Os processos abaixo relacionados encontram-se com Vista à DEFENSORIA PÚBLICA
DA UNIÃO quanto ao teor do r. despacho retro.:


EMENTA

RECURSO      EXTRAORDINÁRIO.      NÃO

CONHECIMENTO DE RECURSO ANTERIOR, DE
COMPETÊNCIA DO SUPERIOR TRIBUNAL DE
JUSTIÇA. REQUISITOS DE ADMISSIBILIDADE.
DEBATE OU SUPERAÇÃO. IMPOSSIBILIDADE.
TEMA N. 181 DO STF. NEGATIVA DE
SEGUIMENTO.

DECISÃO

1. Trata-se de recurso extraordinário interposto contra acórdão do
Superior Tribunal de Justiça que, ao negar provimento ao agravo regimental,
manteve a decisão que não conheceu do agravo em recurso especial, em razão
da incidência da Súmula n. 182 do STJ.

O julgado recorrido recebeu a seguinte ementa (fl. 607):

PENAL E PROCESSUAL PENAL. AGRAVO REGIMENTAL
NO AGRAVO EM RECURSO ESPECIAL. RECURSO
ESPECIAL INADMITIDO NA ORIGEM. AUSÊNCIA DE
IMPUGNAÇÃO SUFICIENTE. AGRAVO EM RECURSO
ESPECIAL NÃO CONHECIDO. DECISÃO MANTIDA.
AGRAVO REGIMENTAL IMPROVIDO.

1. O agravo em recurso especial não foi conhecido em
razão da ausência de impugnação dos fundamentos da
decisão do Tribunal de origem que não admitiu o recurso
especial, o que atrai a incidência da Súmula n. 182 do STJ,
por não atendimento da necessária dialeticidade recursal.

2. Inadmitido o recurso especial por incidência do óbice da
Súmula n. 7 do STJ, a alegação genérica de que não se
pretende o reexame de fatos e provas é insuficiente, ainda
que feita breve menção à tese sustentada, quando ausente
o devido cotejo das premissas fáticas do acórdão proferido
na origem.

3. As razões do agravo regimental não modificam a
conclusão da decisão recorrida, uma vez que no agravo em
recurso especial não se constata o enfrentamento suficiente
dos fundamentos adotados pelo Tribunal de origem para
inadmitir o recurso especial.

4. Agravo regimental improvido.

A parte recorrente alega que a discussão proposta no recurso
extraordinário possui repercussão geral e que há contrariedade, no acórdão
recorrido, ao art. 5º, XXXV, XXXVIII e LXVIII, da Constituição Federal.

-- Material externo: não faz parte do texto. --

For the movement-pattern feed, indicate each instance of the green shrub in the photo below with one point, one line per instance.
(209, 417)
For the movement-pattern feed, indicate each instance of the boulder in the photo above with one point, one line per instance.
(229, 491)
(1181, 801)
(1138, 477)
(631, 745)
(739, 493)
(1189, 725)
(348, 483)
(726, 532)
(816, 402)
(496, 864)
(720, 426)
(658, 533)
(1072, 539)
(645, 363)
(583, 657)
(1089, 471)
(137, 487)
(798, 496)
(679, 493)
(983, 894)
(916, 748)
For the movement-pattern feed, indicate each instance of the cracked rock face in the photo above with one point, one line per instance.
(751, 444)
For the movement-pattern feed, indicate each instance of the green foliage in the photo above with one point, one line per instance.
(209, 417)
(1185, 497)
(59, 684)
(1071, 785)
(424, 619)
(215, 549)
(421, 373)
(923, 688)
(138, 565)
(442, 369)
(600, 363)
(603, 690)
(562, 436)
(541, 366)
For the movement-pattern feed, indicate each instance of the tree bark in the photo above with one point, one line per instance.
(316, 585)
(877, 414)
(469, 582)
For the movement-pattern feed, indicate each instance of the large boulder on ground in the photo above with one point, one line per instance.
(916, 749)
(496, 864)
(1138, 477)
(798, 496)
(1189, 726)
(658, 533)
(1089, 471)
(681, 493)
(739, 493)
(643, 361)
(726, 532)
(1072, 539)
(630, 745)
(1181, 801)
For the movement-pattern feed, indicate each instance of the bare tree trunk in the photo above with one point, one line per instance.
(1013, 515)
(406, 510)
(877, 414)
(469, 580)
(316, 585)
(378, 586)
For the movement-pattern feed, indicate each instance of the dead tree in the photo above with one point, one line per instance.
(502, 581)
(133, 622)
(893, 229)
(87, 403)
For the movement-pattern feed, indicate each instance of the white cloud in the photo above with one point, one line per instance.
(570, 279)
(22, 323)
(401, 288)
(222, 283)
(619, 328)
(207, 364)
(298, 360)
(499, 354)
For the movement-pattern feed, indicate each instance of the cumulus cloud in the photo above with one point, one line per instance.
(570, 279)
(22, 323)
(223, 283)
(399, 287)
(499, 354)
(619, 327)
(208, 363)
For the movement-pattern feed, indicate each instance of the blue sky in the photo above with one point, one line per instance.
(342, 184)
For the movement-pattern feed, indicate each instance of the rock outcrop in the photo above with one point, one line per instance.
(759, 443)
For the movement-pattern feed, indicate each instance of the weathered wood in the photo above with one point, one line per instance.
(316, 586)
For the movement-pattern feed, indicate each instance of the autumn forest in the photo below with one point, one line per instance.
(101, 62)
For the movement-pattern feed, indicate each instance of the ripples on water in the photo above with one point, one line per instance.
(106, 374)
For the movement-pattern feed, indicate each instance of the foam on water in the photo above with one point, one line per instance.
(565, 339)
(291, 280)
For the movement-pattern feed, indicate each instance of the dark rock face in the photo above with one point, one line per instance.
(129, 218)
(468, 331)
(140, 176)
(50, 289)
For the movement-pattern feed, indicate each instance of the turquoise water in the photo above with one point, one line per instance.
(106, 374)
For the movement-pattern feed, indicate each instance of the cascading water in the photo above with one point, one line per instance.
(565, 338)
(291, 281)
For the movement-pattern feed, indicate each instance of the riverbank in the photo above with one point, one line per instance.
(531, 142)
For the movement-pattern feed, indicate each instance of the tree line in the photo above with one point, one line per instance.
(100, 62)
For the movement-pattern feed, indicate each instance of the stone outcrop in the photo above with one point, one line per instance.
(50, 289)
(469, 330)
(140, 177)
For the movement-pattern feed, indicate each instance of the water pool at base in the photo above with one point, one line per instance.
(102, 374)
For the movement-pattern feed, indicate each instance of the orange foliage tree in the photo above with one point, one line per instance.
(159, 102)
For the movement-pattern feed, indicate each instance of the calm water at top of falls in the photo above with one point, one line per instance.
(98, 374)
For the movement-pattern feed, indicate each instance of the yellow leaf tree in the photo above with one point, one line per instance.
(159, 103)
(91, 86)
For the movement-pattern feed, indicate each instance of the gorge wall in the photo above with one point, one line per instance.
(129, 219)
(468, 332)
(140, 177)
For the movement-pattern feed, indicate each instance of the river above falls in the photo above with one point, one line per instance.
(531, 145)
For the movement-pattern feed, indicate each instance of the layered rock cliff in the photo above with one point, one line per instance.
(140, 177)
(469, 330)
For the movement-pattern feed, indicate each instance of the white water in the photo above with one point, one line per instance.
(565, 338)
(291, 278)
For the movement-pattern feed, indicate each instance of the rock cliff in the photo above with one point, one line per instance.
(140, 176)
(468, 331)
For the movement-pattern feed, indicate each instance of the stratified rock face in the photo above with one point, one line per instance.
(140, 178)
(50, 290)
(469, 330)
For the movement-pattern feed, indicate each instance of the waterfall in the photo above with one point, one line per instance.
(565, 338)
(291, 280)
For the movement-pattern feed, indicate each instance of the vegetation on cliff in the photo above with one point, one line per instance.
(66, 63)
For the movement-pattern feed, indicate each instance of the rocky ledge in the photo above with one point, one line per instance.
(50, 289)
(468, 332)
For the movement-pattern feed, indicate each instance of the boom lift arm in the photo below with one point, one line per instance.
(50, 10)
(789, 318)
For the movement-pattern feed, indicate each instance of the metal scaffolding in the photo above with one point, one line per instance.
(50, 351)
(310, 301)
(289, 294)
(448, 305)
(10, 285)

Requer, assim, a admissão e o provimento do recurso.

É o relatório.

2. Inicialmente, defere-se o pedido de gratuidade de justiça formulado
à fl. 623 tão somente no que se refere às custas para a interposição do presente
recurso, nos termos do art. 98, § 5º, do Código de Processo Civil, bem como da
Lei n. 1.060/1950.

3. Nos termos do art. 102, § 3º, da Constituição Federal, o recurso
extraordinário deve ser dotado de repercussão geral, requisito indispensável à
sua admissão.

Por sua vez, o Supremo Tribunal Federal já definiu que a discussão
relativa ao preenchimento dos pressupostos de admissibilidade de recurso
anterior, de competência de outro tribunal, não possui repercussão geral.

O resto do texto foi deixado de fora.